The law included an exemption for companies based outside the U.S. that were subject to local taxes. A week before the law was signed, Soros incorporated a new company in Ireland. Quantum Endowment transferred the deferred fees along with certain other assets and liabilities to the new company, called Quantum Endowment Ireland. Soros Fund Management never made use of the exemption to the 2008 ban on deferred fees, according to a person familiar with the firm’s finances who asked not to be identified discussing internal matters. In January 2009, the IRS issued rules that made it harder for companies to claim the exemption.
Soros set up Quantum Endowment Ireland as an Irish Section 110 company that is subject to a 25 percent corporate tax, at least in theory. Because Section 110 companies can issue so-called profit participation notes and pay out almost all their earnings as distributions to holders of the notes, they usually wind up paying very little tax.
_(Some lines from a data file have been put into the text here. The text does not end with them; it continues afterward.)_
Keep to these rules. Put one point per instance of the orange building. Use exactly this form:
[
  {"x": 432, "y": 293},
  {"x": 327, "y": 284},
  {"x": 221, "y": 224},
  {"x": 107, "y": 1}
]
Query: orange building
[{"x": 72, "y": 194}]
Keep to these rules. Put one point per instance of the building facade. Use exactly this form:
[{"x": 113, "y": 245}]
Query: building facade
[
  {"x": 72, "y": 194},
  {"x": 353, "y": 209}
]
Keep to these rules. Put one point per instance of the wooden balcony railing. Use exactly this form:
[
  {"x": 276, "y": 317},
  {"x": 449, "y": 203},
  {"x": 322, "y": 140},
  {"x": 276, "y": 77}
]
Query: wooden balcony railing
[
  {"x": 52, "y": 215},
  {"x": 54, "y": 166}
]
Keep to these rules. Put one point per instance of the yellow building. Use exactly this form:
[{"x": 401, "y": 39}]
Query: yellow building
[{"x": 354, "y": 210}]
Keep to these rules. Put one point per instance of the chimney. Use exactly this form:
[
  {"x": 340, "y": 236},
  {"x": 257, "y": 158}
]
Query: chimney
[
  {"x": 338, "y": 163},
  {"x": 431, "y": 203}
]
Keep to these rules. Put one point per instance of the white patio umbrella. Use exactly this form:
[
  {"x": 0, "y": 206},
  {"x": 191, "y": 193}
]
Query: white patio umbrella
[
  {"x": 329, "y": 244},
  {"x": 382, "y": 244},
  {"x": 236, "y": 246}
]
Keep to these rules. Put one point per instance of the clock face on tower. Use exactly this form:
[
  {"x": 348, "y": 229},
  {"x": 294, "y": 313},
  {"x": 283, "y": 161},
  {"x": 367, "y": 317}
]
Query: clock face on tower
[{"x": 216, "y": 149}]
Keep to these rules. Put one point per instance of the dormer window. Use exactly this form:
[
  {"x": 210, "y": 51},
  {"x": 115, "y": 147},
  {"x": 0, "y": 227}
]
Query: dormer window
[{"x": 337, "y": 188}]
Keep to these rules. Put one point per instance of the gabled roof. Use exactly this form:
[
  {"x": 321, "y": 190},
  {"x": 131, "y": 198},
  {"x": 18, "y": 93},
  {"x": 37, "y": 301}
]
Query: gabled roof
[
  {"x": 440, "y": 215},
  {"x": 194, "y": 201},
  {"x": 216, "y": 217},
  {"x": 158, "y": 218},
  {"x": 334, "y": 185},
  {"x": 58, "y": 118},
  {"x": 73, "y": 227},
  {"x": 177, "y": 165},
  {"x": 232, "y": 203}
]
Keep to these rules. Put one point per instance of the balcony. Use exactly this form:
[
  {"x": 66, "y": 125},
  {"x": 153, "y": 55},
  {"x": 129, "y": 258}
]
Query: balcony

From October 2008 through the end of 2013, Quantum Ireland paid Irish taxes of $962 on $3,851 of net income after allocating $7.2 billion of operating income to investors as distributions on profit participation notes, according to its financial statements. Most, if not all, of the notes were held by Soros’s tax-exempt Open Society foundations. Last year, Soros shut down Quantum Ireland and moved the deferred fees to a new entity incorporated in the Cayman Islands.
Soros has long called for a fairer distribution of income, once joining fellow billionaire Warren Buffett in urging Congress to raise estate taxes. In a 2011 essay, he wrote that he’d donated more than $8 billion to his foundations.
Soros might soften the potential tax blow by donating the money to the foundations, which often invest his contributions back into Quantum Endowment, according to their tax filings. That would only partially reduce the bill. Deductions for contributions to private foundations are limited to 30 percent of the donor’s adjusted gross income for the year, according to Jodi Krieger, an attorney with Kleinberg, Kaplan, Wolff & Cohen.
Soros may have found another way to defer paying taxes on fees. After Congress placed restrictions on U.S. investors in offshore funds in 1986, Soros created a security that enabled partners in his firm to defer taxes and convert ordinary income into lower-taxed capital gains, according to the person familiar with the firm’s finances. In 2010, Soros revived that maneuver by having Quantum Endowment issue $3 billion of convertible preferred partnership interests to “related parties” of Soros Fund Management, according to the Irish financial filings.
At least four tax attorneys say they know of no way for money managers to avoid the bill that comes due in 2017. “A great many people will bite the bullet and pay the tax,” says Fred Feingold, a senior partner at Feingold & Alpert. “It depends on how aggressive people are and how much they abhor paying taxes.”
The bottom line: Soros has accumulated $13.3 billion in deferred fees from hedge fund clients and investment gains on those fees.